Beer and pizza are complements because they are often enjoyed together. When the price of beer rises, what happens to the supply, demand, quantity supplied, quantity demanded, and price in the market for pizza?
This is an exam, need it in 2 hours!!!
(15%) Beer and pizza are complements because they are often enjoyed together. When the price of beer rises, what happens to the supply, demand, quantity supplied, quantity demanded, and price in the market for pizza?
(15%) Explain why the following might be true: A drought around the world raises the total revenue that farmers receive from the sale of grain, but a drought only in Kansas reduces the total revenue that Kansas farmers receive. Use the concept of elasticity.
(15%) Recall that money serves three functions in the economy. What are those functions? How does inflation affect the ability of money to serve each of these functions?
(15%) For each of the following characteristics, say whether it describes a perfectly competitive firm, a monopolistically competitive firm, both, or neither.
sells a product differentiated from that of its competitors
has marginal revenue less than price
earns economic profit in the long run
produces at the minimum of average total cost in the long run
equates marginal revenue and marginal cost
charges a price above marginal cost
(10%) Would each of the following groups be happy or unhappy if the U.S. dollar appreciated? Explain.
Dutch pension funds holding U.S. government bonds
U.S. manufacturing industries
Australian tourists planning a trip to the United States
an American firm trying to purchase property overseas.
(15%) What were the main stages of integration that occurred in the European Community after the passage of the Treaty of Rome? Explain.

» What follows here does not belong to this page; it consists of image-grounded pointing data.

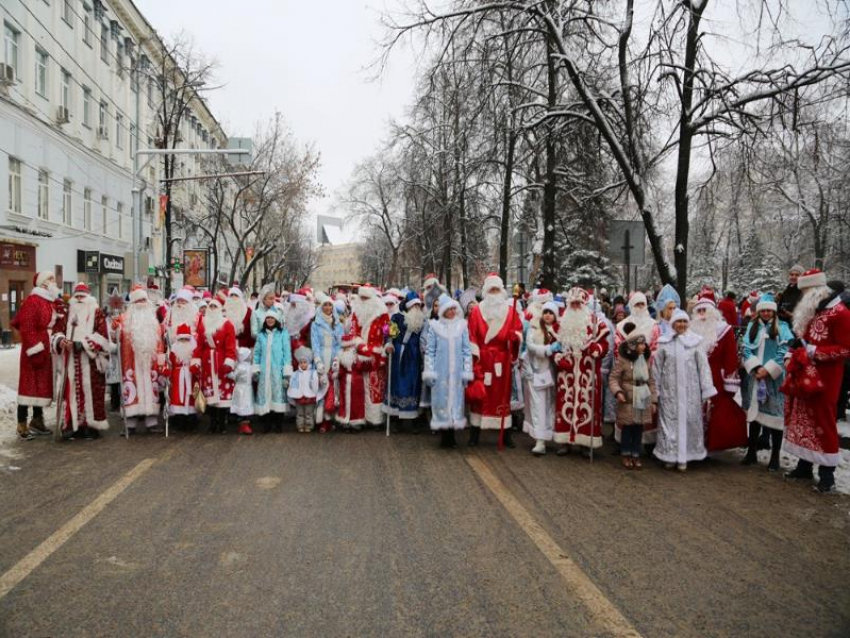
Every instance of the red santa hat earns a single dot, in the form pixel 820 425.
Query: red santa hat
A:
pixel 705 298
pixel 578 294
pixel 184 294
pixel 41 278
pixel 813 278
pixel 82 289
pixel 138 293
pixel 492 282
pixel 368 291
pixel 183 330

(15%) Three students have each saved 1,000€ . Each has an investment opportunity in which he or she can invest up to 2000€ . Here are the rates of return on the students’ investment projects:
Laura 5%
Sara 8%
Mario 20%
If borrowing and lending is prohibited, so each student uses only personal saving to finance his or her own investment project, how much will each student have a year later when the project pays its return?
Now suppose their school opens up a market for loanable funds in which students can borrow and lend among themselves at an interest rate r . What would determine whether a student would choose to be a borrower or lender in this market?
Among these three students, what would be the quantity of loanable funds supplied and quantity demanded at an interest rate of 7%? At 10%?